JOHN PARIKHAL, CEO Joint Communications:

  • Kill all czars.  Czars screw things up and starve the country.  They wrecked Russia.  Start asking questions.
  • Stop lying to yourself.  You can’t take true action until you stop lying to yourself
  • Focus on the change.  If you’re not proactive around change. To get what you want, start with what you have.
  • Create a mental outcome of what you want.  (I think my mom taught me this.)
  • Look 90-120 days out.  Inside of that you’re not being proactive.
  • Listenomics.  Listen to your clients. Gomediafix.com
    • Lego, Dell, P&G all have great stories about how listening to their consumers helped turn around their businesses.
    • Immediate is more important than Local.  Local is a subset to immediate.
    • Write a speech to sell a 20 year old to working in media.  Then give it to a 20 year old.  Will it make them WANT to work in radio?

Czars aren’t listening.  They are hallucinating.

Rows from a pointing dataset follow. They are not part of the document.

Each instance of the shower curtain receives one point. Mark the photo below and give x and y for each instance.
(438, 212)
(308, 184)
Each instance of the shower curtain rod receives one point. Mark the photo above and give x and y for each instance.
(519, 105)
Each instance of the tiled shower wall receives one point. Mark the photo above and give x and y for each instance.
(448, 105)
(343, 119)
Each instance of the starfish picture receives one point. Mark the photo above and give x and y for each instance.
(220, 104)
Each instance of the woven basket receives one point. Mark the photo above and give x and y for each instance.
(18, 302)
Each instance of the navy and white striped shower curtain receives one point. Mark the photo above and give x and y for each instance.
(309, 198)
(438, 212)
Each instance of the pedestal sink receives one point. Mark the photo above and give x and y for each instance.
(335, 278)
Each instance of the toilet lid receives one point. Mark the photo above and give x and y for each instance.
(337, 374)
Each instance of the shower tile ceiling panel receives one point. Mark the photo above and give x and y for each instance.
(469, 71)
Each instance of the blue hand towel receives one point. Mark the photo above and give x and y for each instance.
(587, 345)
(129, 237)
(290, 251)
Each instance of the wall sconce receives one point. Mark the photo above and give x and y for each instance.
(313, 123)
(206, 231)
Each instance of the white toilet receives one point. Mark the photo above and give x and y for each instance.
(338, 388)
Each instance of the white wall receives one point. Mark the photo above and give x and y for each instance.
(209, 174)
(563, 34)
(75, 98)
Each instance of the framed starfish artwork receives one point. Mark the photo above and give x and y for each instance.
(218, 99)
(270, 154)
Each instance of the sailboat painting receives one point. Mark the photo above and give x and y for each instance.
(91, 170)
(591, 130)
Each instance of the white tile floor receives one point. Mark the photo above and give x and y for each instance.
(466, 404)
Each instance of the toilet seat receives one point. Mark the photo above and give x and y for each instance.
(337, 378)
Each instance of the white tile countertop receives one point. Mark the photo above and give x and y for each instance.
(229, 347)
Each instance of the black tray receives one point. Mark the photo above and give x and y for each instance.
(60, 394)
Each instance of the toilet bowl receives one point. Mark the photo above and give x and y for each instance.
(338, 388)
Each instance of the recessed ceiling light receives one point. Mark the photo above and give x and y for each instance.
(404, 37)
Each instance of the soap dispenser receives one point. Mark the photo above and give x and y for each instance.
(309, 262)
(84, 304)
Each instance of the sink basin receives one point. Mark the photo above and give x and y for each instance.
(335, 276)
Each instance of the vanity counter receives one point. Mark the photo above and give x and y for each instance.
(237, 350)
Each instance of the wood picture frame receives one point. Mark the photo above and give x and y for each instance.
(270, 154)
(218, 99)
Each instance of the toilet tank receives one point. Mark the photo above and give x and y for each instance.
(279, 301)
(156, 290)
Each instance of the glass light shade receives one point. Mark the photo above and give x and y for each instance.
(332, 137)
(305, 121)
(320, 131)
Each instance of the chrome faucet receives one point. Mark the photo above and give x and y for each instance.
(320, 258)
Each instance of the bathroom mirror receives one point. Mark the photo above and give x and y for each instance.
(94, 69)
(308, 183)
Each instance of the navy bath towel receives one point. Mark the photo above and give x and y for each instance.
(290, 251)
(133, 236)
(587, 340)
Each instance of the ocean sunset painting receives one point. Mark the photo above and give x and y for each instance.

FRED JACOBS, President Jacobs Media:

  • Stop looking back at the “Golden Years.”
    • Tom Daschel quote, “I below there’s a reason the windshield is bigger than the rear view mirror.”
  • Stop with slogans, develop solutions.  Who are we marketing to?  Ourselves? No!  The consumers.
    • Why are we using these instead of trying to solve the problem?
      • 70s: Radio is Red Hot
      • Less is More
      • Radio Heard Here
  • Need to do an Industry SWOT analysis
    • “Where else are they gonna go” – the 7 Dirty Words of Radio.  These are the words we’ve used for so long instead of trying fix our media.
    • Economies of Scale – 3 more.  While these are good (sometimes). They have ultimately hurt the quality of content on air.
  • Customer Service.  Radio hasn’t had any for a while.
  • Go outside the industry for a little help.  We’ve been inside too long.
  • No voicetracking.  People care about personalities.
  • Nurture and marketing what we have.
  • Re-think sales depts. and processes.

Lots of info here from some of the main players in the industry.  I hope it helps.  Post any questions below.

WHICH HALF OBSERVATIONS: I sure hope the industry can move as quickly as these guys and gal think.  However, these topline, “big picture” ideas usually get watered down in middle management as those in the middle try and keep others from bubbling up to the top.  Thus, continually keeping innovation out of the formula.